Our Orlando is deeply rooted in Woolf's work. Its name reflects the fact that no-one has had more impact on the recognition and understanding of women's writing in history than Woolf. In our history's title, together with the little oak tree that is its logo, we saw ourselves as paying homage to Woolf and to her rich, rollicking, future-embracing Orlando. We had a shared purpose—creation of a history of women's writing from a position widely off-base from the canonical center, in a feminist critical framework—and, in our case, not as a book, but a dynamic literary history delivered online. Our project was highly improbable when it began—but who more inspires improbabilities than Woolf in Orlando?

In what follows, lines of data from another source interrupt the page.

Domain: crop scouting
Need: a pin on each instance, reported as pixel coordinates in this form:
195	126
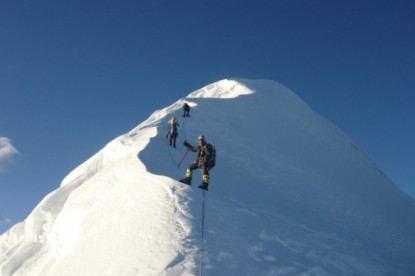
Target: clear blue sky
76	74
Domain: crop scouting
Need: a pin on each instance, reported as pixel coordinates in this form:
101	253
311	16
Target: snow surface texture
290	195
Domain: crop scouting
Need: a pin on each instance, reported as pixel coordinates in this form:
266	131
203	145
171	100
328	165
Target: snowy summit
290	195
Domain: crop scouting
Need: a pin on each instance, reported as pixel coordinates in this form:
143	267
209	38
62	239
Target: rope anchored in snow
202	249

This essay focuses on the interdisciplinary exploration that is at the core of our Orlando. We address the project's beginnings and early contexts; its present, showing, with screen shots, what the online Orlando can do to support discovery, and what its future, and the future of work in literary and computing studies, may hold. We are acutely conscious as we reflect on our own project, since we began this work the digital has become ubiquitous and that everywhere around us rages discussion, often anxious, of its impacts—on the reproduction of texts, on literature and culture, on teaching. The March 2012 PMLA, for instance, opens with a moving and thoughtful Editor's Column on “The Work of the Book in the Age of Electronic Reproduction” in which Simon Gikandi speaks of his “almost apocalyptic dread that an epoch is ending.”